Quand les chercheurs n’osent plus chercher

Quand les chercheurs n’osent plus chercher


La sociologue turque Pinar Selek aura payé cher ses travaux critiques sur les enfants des rues, les transsexuels, le service militaire ou la question kurde. Incarcérée durant deux ans et demi et torturée pour un « attentat à la bombe » qu’elle aurait commis dans le bazar égyptien d’Istanbul en 1998, elle vient d’être acquittée pour la troisième fois par la justice, le 9 février 2011. Comme lors des procès de 2006 et 2008, les magistrats ont reconnu que l’explosion accidentelle d’une bonbonne de gaz était à l’origine du sinistre et que ses aveux avaient été arrachés sous la torture. Fort heureusement, aucun péril de ce type ne guette ses collègues occidentaux, largement mobilisés pour sa libération. Mais cela ne signifie pas qu’ils peuvent faire ce qu’ils veulent sans devoir en payer le prix. Des formes subtiles de censure viennent en effet encadrer leur liberté.

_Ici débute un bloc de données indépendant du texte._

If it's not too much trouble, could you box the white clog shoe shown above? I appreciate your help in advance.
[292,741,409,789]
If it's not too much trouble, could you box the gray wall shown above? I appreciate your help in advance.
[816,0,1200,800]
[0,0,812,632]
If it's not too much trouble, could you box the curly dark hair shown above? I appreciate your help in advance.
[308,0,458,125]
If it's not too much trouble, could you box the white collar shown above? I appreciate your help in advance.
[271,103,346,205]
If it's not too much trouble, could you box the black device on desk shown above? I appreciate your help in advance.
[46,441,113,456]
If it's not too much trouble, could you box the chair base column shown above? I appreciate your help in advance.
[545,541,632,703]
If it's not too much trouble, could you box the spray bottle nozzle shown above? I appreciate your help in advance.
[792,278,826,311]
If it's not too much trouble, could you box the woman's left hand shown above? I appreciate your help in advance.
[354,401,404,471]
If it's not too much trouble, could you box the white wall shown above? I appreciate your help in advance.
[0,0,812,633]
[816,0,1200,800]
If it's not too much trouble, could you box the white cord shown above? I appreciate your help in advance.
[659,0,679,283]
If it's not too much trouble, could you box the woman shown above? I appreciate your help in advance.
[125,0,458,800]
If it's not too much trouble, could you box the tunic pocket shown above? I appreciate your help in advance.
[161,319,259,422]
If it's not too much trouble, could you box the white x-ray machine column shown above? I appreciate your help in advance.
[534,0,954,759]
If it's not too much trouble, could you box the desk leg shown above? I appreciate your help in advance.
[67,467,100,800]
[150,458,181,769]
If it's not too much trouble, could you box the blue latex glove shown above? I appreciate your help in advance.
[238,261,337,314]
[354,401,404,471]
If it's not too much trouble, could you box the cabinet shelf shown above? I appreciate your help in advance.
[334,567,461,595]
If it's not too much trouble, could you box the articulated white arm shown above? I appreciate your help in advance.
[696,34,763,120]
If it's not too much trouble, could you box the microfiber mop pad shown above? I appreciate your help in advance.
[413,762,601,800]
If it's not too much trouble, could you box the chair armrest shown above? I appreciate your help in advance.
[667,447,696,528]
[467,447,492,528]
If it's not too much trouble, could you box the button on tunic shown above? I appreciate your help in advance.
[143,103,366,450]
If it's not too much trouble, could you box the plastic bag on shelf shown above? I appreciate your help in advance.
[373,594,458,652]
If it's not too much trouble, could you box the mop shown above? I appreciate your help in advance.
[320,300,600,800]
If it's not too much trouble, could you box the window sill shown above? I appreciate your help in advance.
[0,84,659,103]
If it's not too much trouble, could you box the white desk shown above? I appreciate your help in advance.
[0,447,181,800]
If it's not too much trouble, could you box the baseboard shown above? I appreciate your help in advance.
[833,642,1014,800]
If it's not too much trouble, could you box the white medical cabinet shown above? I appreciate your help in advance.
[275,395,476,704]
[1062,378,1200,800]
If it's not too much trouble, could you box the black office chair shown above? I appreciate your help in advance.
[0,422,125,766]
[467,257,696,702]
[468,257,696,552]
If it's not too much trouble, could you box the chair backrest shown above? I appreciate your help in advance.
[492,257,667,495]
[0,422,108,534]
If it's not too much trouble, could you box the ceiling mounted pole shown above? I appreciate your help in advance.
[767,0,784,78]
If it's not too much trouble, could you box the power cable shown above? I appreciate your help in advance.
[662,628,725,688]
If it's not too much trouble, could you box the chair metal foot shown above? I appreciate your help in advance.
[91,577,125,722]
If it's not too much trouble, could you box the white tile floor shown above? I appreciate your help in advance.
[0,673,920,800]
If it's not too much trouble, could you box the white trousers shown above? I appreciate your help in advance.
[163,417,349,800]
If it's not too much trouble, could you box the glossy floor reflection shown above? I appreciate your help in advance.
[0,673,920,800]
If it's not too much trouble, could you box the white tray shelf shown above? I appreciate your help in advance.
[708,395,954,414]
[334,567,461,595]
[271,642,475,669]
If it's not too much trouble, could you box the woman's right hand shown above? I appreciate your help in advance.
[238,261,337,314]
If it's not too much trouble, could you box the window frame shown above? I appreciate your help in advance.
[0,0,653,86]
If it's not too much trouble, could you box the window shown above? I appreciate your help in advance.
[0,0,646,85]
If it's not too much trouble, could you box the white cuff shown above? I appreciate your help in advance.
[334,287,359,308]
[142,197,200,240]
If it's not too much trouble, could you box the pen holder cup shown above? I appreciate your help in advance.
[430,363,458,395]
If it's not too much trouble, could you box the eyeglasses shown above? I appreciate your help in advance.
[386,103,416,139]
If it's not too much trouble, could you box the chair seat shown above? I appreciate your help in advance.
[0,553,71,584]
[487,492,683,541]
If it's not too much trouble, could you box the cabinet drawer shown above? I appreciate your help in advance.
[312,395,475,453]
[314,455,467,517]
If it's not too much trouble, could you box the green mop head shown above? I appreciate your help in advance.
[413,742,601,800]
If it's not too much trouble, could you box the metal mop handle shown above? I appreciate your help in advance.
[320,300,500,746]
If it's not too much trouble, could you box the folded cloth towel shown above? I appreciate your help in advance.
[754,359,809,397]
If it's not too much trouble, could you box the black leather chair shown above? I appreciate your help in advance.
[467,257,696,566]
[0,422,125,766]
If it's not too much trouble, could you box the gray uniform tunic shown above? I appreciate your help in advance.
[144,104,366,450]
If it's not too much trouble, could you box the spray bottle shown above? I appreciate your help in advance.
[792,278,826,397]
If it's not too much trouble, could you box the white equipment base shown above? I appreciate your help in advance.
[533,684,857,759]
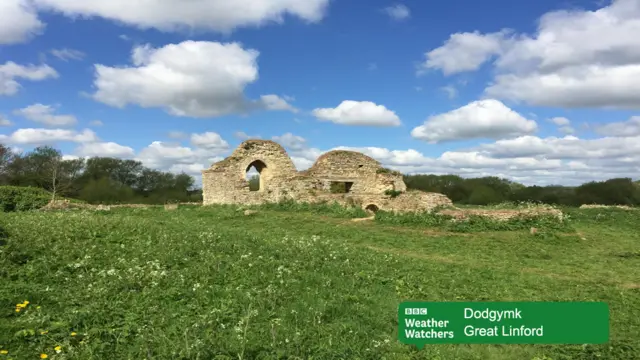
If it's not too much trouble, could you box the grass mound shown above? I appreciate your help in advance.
[257,200,369,219]
[0,186,51,212]
[0,206,640,360]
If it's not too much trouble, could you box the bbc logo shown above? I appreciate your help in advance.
[404,308,427,315]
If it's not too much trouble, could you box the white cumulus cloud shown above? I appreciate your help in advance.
[93,41,292,118]
[312,100,401,126]
[50,48,86,61]
[595,116,640,137]
[411,99,537,143]
[0,62,58,96]
[191,132,229,150]
[0,114,13,126]
[14,104,78,126]
[272,133,307,151]
[0,128,99,145]
[30,0,329,33]
[383,4,411,21]
[422,0,640,109]
[0,0,45,45]
[75,142,135,158]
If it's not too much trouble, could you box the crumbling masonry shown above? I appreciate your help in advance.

Imaginons — à partir de faits réels — que vos recherches montrent que les élèves d’une école n’apprennent rien. Plus grave : que le fonctionnement de cet établissement les empêche en fait d’apprendre quoi que ce soit, et que son organisation ressemble davantage à celle d’une prison que d’une école. Quand vous essaierez de faire publier votre article, il est fort possible que la revue universitaire la plus prestigieuse de votre discipline estime qu’il ne correspond pas à ses exigences méthodologiques : vous auriez dû utiliser un cadre statistique plus rigoureux, ou un échantillon plus représentatif. Pourtant, remarquez-vous, la même revue ne formule pas ce type de critique lorsqu’il s’agit d’articles parvenant à des conclusions moins polémiques. Invoquer un manque de rigueur permet ici de masquer la censure derrière l’application de critères scientifiques. En réalité, on vous punit d’avoir démontré quelque chose que les personnes et les institutions qui détiennent le pouvoir dans le secteur éducatif ne veulent pas entendre, ou pas voir rendu public.